南岭遣来使官宣刘暇登基,请大齐差人观礼。
楼烨拟旨令太常寺少丞苏入端、兵部侍郎王挽扬、另有左仆射卓脩等一道前往南岭观这场礼乐盛事。
王挽扬将将在考绩中表现尚佳,于是擢升做了侍郎,便让她携新制成的兵礼随苏入端将之献给南岭新皇。而她在行车前两夜便始终睡不安稳。

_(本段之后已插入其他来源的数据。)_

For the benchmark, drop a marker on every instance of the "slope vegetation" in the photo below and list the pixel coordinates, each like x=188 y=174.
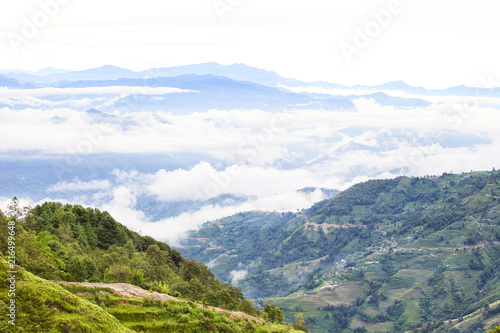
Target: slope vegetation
x=384 y=255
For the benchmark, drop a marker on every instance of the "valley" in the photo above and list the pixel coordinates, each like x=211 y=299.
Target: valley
x=389 y=255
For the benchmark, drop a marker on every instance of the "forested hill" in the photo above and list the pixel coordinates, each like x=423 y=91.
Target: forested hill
x=72 y=243
x=388 y=255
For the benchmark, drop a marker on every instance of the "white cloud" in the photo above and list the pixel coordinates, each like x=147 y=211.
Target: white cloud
x=78 y=185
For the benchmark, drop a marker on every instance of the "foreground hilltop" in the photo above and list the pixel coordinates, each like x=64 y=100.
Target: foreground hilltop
x=388 y=255
x=132 y=282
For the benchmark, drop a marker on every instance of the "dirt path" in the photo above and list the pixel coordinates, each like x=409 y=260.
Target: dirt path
x=129 y=290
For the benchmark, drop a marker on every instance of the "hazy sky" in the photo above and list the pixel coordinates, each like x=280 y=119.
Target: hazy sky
x=431 y=43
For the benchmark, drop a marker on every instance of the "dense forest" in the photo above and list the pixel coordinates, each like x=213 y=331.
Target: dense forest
x=71 y=243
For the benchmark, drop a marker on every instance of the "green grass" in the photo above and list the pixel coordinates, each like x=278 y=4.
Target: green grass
x=43 y=306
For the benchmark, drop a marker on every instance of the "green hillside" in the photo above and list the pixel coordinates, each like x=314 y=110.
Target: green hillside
x=72 y=243
x=396 y=255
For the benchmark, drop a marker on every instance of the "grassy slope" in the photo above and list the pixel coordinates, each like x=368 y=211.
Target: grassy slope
x=43 y=306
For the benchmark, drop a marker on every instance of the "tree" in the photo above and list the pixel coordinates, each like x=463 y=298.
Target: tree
x=300 y=322
x=274 y=313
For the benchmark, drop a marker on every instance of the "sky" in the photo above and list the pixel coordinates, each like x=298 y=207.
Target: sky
x=435 y=44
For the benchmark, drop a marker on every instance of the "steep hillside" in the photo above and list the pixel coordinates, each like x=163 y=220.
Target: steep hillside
x=72 y=243
x=43 y=306
x=399 y=254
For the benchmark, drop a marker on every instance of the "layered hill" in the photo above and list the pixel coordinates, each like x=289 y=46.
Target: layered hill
x=132 y=283
x=397 y=255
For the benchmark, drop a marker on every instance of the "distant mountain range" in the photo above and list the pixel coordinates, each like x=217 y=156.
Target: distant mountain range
x=239 y=72
x=396 y=255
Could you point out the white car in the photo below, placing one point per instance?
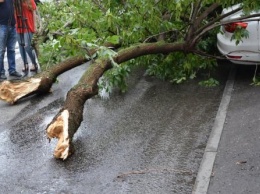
(247, 52)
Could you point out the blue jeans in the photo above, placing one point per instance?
(25, 46)
(7, 41)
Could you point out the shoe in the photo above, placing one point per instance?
(3, 77)
(34, 68)
(15, 74)
(26, 67)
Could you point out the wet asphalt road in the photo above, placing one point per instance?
(149, 140)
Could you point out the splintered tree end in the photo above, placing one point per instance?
(11, 91)
(59, 129)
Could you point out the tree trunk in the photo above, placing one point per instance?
(65, 124)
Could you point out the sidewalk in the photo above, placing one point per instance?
(231, 162)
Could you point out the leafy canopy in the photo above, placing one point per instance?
(75, 26)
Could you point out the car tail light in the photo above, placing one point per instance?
(233, 26)
(234, 57)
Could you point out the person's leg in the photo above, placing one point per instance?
(29, 48)
(11, 41)
(21, 41)
(3, 38)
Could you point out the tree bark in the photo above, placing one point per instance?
(66, 123)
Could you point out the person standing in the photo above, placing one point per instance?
(7, 39)
(25, 15)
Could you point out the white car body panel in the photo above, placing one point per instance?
(248, 48)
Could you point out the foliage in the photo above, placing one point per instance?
(75, 26)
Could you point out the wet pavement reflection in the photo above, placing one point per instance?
(148, 140)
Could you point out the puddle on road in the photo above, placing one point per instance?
(145, 141)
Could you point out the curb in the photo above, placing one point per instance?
(203, 177)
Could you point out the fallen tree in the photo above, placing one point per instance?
(185, 40)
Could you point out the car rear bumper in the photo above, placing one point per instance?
(230, 50)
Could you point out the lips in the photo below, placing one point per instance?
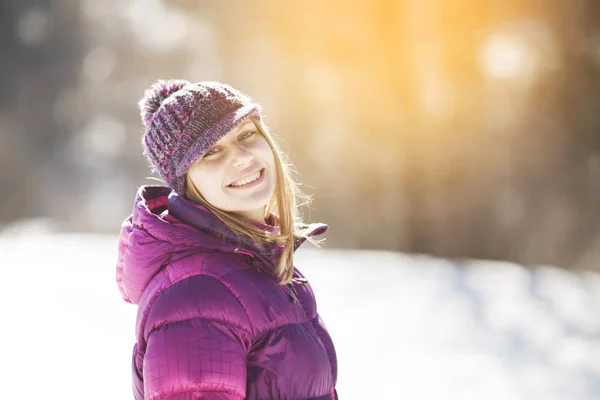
(247, 179)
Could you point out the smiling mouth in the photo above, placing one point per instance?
(248, 180)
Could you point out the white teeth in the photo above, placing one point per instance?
(247, 180)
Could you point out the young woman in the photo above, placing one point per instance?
(209, 258)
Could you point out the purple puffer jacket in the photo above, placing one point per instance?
(212, 322)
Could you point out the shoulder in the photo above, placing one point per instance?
(204, 285)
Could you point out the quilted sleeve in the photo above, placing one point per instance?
(197, 358)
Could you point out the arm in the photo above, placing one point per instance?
(195, 359)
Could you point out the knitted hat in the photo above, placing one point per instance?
(184, 119)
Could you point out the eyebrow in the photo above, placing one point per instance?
(242, 127)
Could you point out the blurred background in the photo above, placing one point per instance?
(459, 129)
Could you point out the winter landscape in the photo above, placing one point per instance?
(405, 326)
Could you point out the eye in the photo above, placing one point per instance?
(210, 152)
(246, 135)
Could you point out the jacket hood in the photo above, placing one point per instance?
(164, 227)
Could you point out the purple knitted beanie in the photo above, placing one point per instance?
(184, 119)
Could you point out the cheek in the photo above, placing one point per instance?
(206, 181)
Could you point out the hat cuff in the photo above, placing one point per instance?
(210, 137)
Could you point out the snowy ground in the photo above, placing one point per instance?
(405, 327)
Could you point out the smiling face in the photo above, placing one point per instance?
(237, 173)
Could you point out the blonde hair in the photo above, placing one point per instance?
(284, 204)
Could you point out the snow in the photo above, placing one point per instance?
(404, 326)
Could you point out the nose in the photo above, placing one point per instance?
(242, 157)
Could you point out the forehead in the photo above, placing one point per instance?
(243, 125)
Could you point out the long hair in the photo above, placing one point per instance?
(284, 204)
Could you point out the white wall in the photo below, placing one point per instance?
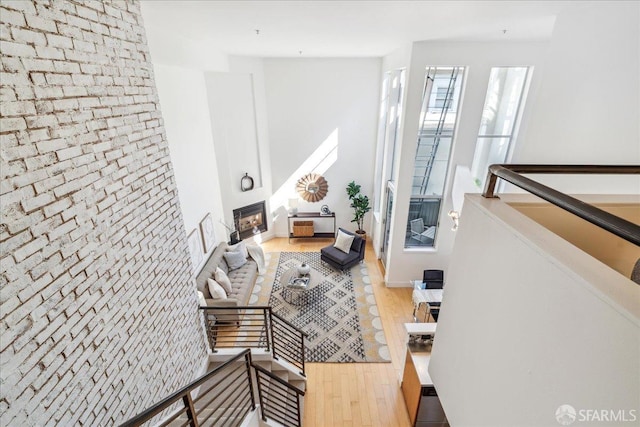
(478, 58)
(528, 323)
(183, 100)
(240, 133)
(583, 107)
(588, 106)
(169, 48)
(322, 118)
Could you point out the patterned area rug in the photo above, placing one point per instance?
(339, 313)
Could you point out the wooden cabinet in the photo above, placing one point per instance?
(314, 216)
(419, 393)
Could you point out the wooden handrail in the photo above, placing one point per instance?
(614, 224)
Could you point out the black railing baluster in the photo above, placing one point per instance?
(225, 372)
(258, 327)
(191, 411)
(613, 224)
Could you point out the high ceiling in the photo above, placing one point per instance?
(333, 28)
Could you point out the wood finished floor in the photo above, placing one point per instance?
(358, 394)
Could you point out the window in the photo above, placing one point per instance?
(438, 118)
(501, 112)
(389, 124)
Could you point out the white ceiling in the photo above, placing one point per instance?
(333, 28)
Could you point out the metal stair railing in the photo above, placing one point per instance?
(613, 224)
(255, 327)
(237, 327)
(288, 341)
(212, 388)
(279, 400)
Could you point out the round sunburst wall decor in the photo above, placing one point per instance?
(312, 187)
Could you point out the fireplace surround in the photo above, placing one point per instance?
(251, 220)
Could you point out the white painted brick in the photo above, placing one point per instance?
(8, 124)
(66, 104)
(105, 250)
(82, 80)
(40, 23)
(67, 153)
(57, 207)
(14, 79)
(12, 17)
(49, 92)
(28, 36)
(37, 202)
(59, 79)
(83, 46)
(49, 52)
(63, 42)
(7, 94)
(19, 108)
(22, 6)
(51, 145)
(66, 67)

执了烛火,寻了岳纨给的安神的草,点了一根在香座上,嗅着气味躺在床上助眠。
闭上眼便是纷乱的思绪,她大抵猜出楼烨用意为何,遣派她入岭国,这既是信任又非为信任。想是楼烨耳听了碎屑,以此行来判定王挽扬究竟可不可用,与南岭是否还有纠葛。
若有差池,恐为废人。
第二天起了早,求见了圣上。
“臣自战了,身体抱恙,腿脚不便,虽知能随仪队行南岭,是臣三生有幸,亏受圣上厚爱。但此去路途遥远,且亦要过众多山岭,臣唯恐体弱病害,拖慢了仪仗队伍的行程。”王挽扬依旧是单膝着地,右腿的膝头始终吃不了重力。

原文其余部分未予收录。